Sisterhood as Mentoring
Most of the women had expressed concern over a lack of mentoring, both during their graduate training and later, as they negotiated socialization into the academic profession and learned the cultural rules for survival in academe. What has emerged, in effect, is a kind of collective mentoring among these women. Sandler (1993) has described the advantages of such a strategy as she describes "multiple mentors," those individuals who constitute social networks and "...expand a person's ability to develop allies and alliances" (Sandler 1993: B3).
Given that there has been a dearth of mentors for all women in academe, the formation of these "sisterhoods" is one form of survival behavior that has a basis in the same type of collective, community-based cooperation that has enabled African-American people throughout the African diaspora over time. This response of collective mentoring, or sisterhood, the tendency toward collective, communally-based networks of reciprocity and support, I contend, reflects a culturally-based response to oppression and exploitation that has historically served to sustain African-Americans in the U.S. and African-Americans throughout the diaspora.

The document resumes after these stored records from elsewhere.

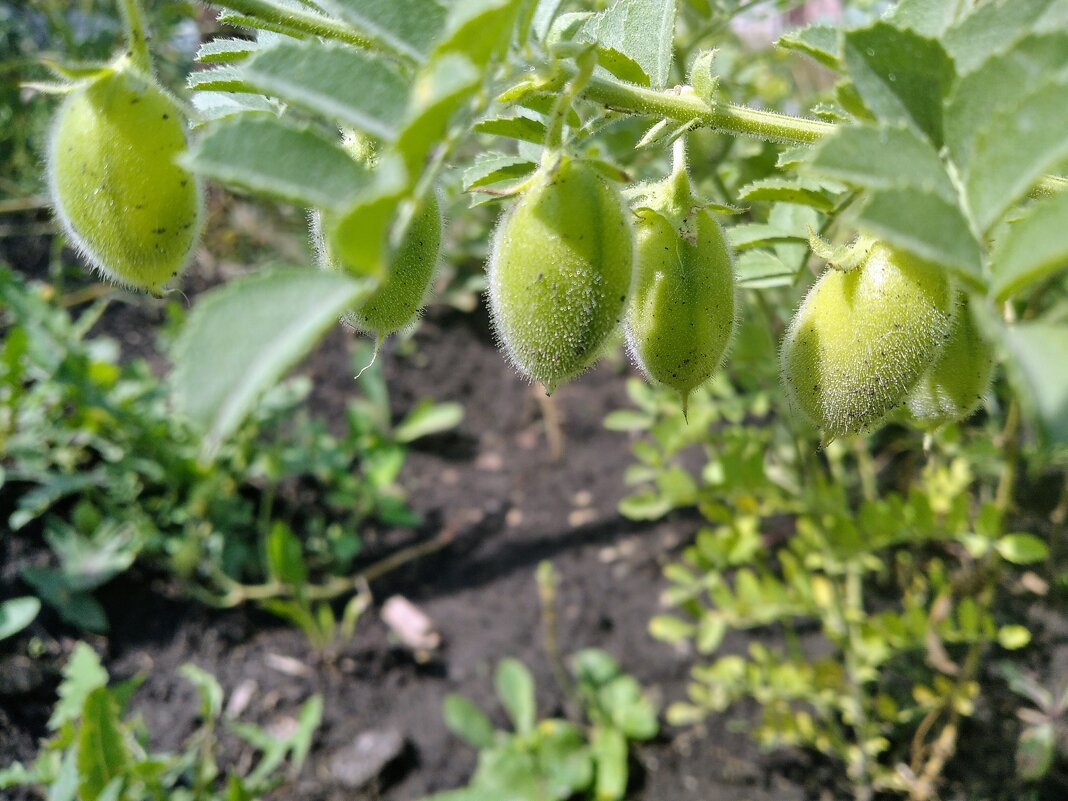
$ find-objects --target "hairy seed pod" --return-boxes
[782,242,953,437]
[312,193,444,340]
[488,159,634,392]
[626,209,735,411]
[908,300,994,428]
[48,62,201,293]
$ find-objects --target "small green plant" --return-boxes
[0,643,323,801]
[0,269,462,644]
[996,660,1068,782]
[426,648,659,801]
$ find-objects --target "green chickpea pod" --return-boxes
[626,149,735,414]
[781,240,953,438]
[488,156,634,392]
[47,57,202,294]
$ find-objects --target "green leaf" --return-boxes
[171,268,373,457]
[990,193,1068,301]
[48,642,108,732]
[883,0,959,38]
[858,189,983,287]
[725,222,807,250]
[186,64,255,94]
[318,0,445,63]
[496,658,536,735]
[1001,323,1068,444]
[0,595,41,640]
[393,398,464,442]
[994,534,1050,565]
[597,45,650,87]
[964,80,1068,232]
[397,52,483,178]
[575,0,675,89]
[942,0,1063,75]
[649,615,695,643]
[738,178,834,211]
[442,693,496,750]
[78,687,130,801]
[945,31,1068,172]
[537,720,594,800]
[194,38,260,63]
[775,25,842,73]
[845,21,954,146]
[802,125,957,202]
[183,114,368,208]
[464,153,537,192]
[735,250,799,289]
[998,626,1031,650]
[241,41,409,140]
[267,520,308,590]
[590,727,627,801]
[474,115,546,144]
[1016,722,1057,782]
[435,0,529,67]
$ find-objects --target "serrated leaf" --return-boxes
[396,52,482,180]
[942,0,1063,75]
[726,222,807,250]
[241,42,409,140]
[845,21,954,146]
[435,0,523,67]
[171,268,373,458]
[183,114,368,208]
[0,595,41,640]
[194,38,260,63]
[186,64,256,94]
[78,687,130,801]
[738,178,834,211]
[803,125,957,202]
[474,116,546,144]
[192,92,278,127]
[494,658,537,735]
[597,45,650,87]
[575,0,675,89]
[945,31,1068,173]
[775,25,843,73]
[318,0,445,62]
[735,250,798,289]
[994,533,1050,565]
[964,80,1068,232]
[464,153,537,192]
[883,0,960,38]
[48,642,108,732]
[1001,323,1068,444]
[858,189,984,287]
[990,194,1068,301]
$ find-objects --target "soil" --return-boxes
[0,213,1059,801]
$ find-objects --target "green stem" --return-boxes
[121,0,152,74]
[571,73,1068,198]
[582,75,834,144]
[210,0,382,57]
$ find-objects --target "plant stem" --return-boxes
[582,75,834,144]
[206,0,378,61]
[121,0,152,74]
[565,73,1068,198]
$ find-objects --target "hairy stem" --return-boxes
[208,0,380,61]
[122,0,152,74]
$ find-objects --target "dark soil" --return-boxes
[0,221,1055,801]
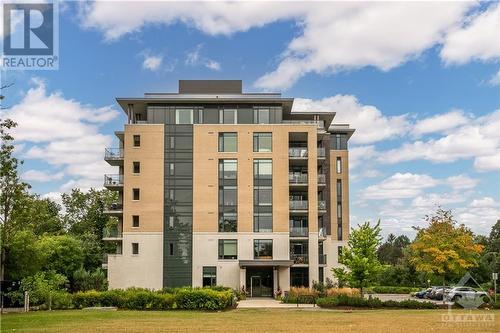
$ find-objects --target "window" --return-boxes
[175,109,193,124]
[133,162,141,173]
[219,239,238,259]
[219,132,238,152]
[253,213,273,232]
[203,266,217,287]
[253,239,273,259]
[132,188,141,200]
[253,133,273,152]
[132,215,139,228]
[134,135,141,147]
[253,160,273,179]
[253,108,271,124]
[337,157,342,173]
[219,109,238,124]
[132,243,139,254]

For African-American women in academe, this has meant sharing information and ideas, providing a forum for intellectual support and having a place to come together to celebrate one another's successes as well as to encourage perseverance in the face of the inevitable challenges.
Those who have adopted loner and competitive stances, for instance, would perhaps be less inclined to seek out, organize, or participate in such groups. Or, perhaps, these women are in such isolated situations that literally, as well as figuratively, they are alone.
Reproduction of a tradition of sisterhood -- a connectedness, (following Collins 1990: 212) which may or may not have been based on a conscious awareness or the existence of such a tradition -- has been demonstrated through the emergence over time of the supportive groups described by the women. It is significant that these groups were not referred to in the initial interviews with the same midwestern sample but five years later were mentioned as being of significance in their lives by eight of the eleven women.